Mittwoch, 5. September 2012

Ardbeg Galileo @ Bar Gabányi

"Wie heißt der Neue da jetzt? Galaxy?" Jaaa, einem Bill Deck kann man mit ner Rakete auf der Straße und einer ganzen Rotte Models in Rennanzügen Raumanzügen nichts vormachen. Aber fangen wir doch am Anfang an.

Am Samstag fiel der internationale Startschuß für "Ardbeg's" 2012er Limited Edition namens Galileo. Am Montag wurde der Astrowhisky dann offiziell in Münchens brandneuer "Bar Gabányi" vorgestellt. Aber was heißt vorgestellt?

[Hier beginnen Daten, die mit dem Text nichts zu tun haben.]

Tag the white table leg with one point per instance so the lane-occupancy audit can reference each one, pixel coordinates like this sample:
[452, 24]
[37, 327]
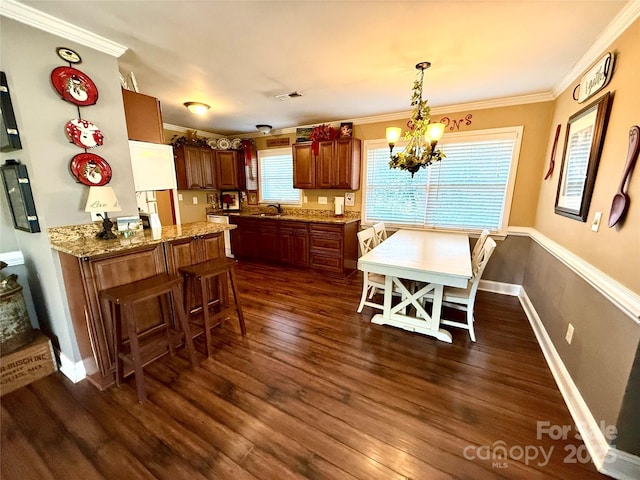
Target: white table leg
[428, 325]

Es gab Raumfahrerpuppen, Raumfahrerinnen, Mondlandschaft und Spacebarbeque nebst Grillmeistern in silbernen Anzügen, dazu eine meterhohe Rakete auf einem Lieferwagen und natürlich einen Gastgeber. D.h. es gab zwei, denn zum einen begrüßte Namensgeber und Chef Stefan Gabányi die Gäste und zum anderen war ja Hamish Torrie da. Der ist sozusagen der oberste Marketingmann von "Glenmorangie" und "Ardbeg" und war damit der höchstdekorierte Whiskyfachmann unter der anwesenden Fachschaft "Scotch".

Torrie waltete dann unter großem Applaus seines Amtes und erklärte Gabányis neues Reich im Untergeschoss zur "Ardbeg Embassy" inklusive Fahnenübergabe und Blitzlichtgewitter. In diesen Hallen wird man also in Zukunft den edelsten Stoff vom schroffen Eiland Islay (Verzeihung) kredenzen und zwar vor allen anderen. Hurray!

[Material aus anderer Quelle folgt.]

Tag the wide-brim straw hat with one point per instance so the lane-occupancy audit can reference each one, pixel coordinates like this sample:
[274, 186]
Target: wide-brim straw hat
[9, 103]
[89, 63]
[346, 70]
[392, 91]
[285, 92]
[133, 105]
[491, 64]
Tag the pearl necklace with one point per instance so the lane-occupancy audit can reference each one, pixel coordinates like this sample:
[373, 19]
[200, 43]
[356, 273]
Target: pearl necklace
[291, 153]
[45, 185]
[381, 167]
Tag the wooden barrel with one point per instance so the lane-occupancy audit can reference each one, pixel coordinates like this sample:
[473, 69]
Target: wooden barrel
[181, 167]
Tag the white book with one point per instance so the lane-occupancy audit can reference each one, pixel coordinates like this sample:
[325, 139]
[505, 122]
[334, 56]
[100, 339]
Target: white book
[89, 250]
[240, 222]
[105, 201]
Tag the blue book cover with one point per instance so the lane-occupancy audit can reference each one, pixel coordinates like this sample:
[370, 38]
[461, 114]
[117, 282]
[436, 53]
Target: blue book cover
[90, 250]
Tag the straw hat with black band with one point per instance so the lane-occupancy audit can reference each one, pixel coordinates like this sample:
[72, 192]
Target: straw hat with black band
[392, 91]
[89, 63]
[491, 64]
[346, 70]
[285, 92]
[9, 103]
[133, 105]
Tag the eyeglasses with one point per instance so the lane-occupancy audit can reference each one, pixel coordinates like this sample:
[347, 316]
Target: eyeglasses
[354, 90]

Den Anfang durfte also der Galileo (49% Vol., ca. 90 EUR) machen. Ein 12jähriger "Ardbeg" mit rund 30%igem Anteil von in sizilianischen Marsalafässern gelagertem 1999er Malt. Whiskycreateur Dr. Bill Lumsden hatte nach dem Kauf der Destillerie durch LVMH und der Wiederaufnahme der Produktion eine ganze Reihe "Versuchsballons" gestartet - u.a. mit den besagten Süßweinfässern. Die restlichen 70% stammen von 1st-fill und 2nd-fill Bourbonfässern aus dem gleichen Zeitraum. Kein Finish also, sondern ein sauberes Vatting. So entstand ein in bestem Sinne gefälliger Whisky, der keineswegs zu süß ist. Auch die Torfbelastung hält sich in Grenzen. Leider auch die Länge. Weitere Tastingnotes erspare ich den Lesern - das können andere besser - doch möchte ich anmerken, dass der Galileo vielleicht kein "Ardbeg"-Meilenstein für die Ewigkeit ist, von dem man drei Kisten im Keller haben muss. Gerade aus diesem Grund macht der Kauf einer Flasche und baldiges Entleeren derselben aber Sinn.
Warum aber nun das ganze Weltraumgedöns? Ich mache es kurz: "Ardbeg" hat die Ehre an einem wissenschaftlichen Experment teilnehmen zu dürfen, bei dem es um Geschmackskomponenten (hier: Terpinene) geht. In diesem Zusammenhang wurden schon Ende letzten Jahres Proben von frischem "Ardbeg" New Make Spirit zusammen mit Holzsplittern von Whiskyfässern in eine Art schwarzes Plastikröhrchen gepackt - getrennt voneinander versteht sich. Angekommen auf der ISS - via russischer Rakete - wurde die Trennung zwischen den beiden Komponenten aufgehoben und New Make und Holzsplitter sind seit dem in Kontakt. Gleiches wurde in Houston und auf Islay durchgeführt. Bei "Ardbeg" faßte man den Plan, mit einer Whiskyabfüllung diesem weltbewegenden Ereignis zu gedenken und so gibt es nun Galileo. Ideen muss man eben haben. Ich hatte auch eine - wenn auch naheliegende - und plauderte ein bisschen mit Mr. Torrie. Der konnte zumindest nicht sagen: "I can't tell you that. My marketing people will kill me."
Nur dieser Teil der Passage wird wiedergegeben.